MOVIE CLUB Members of a movie rental club pay $15 annual membership fee and $2 for new release movies. Non Members pay $3 for new release movies.

a. Write a system of linear equations that represent this situation.

b. When is it beneficial to have a membership?

membership is a benefit when

15+2n < 3n

where n is the number of movies rented in a year.

a. To represent this situation with a system of linear equations, we need to set up equations for both members and non-members.

Let's denote:
- x as the number of new release movies rented
- M as the total cost for members
- N as the total cost for non-members

For members:
Since members pay an annual fee of $15 and $2 for each new release movie, the equation can be written as:
M = 15 + 2x

For non-members:
Non-members only pay $3 for each new release movie, so the equation can be written as:
N = 3x

Therefore, the system of linear equations representing this situation is:
M = 15 + 2x
N = 3x

b. To determine when it is beneficial to have a membership, we need to compare the total costs for members and non-members.

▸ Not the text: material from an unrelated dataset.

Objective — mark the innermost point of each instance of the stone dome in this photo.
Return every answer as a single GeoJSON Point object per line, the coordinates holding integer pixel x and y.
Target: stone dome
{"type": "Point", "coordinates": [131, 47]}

First, we need to find the condition where having a membership is beneficial:
M < N

Substituting the equations from part a:
15 + 2x < 3x

Simplifying the inequality:
15 < x

Thus, having a membership is beneficial when the number of new release movies rented, x, is greater than 15.

In other words, if you plan to rent more than 15 new release movies in a year, it is more cost-effective to have a membership.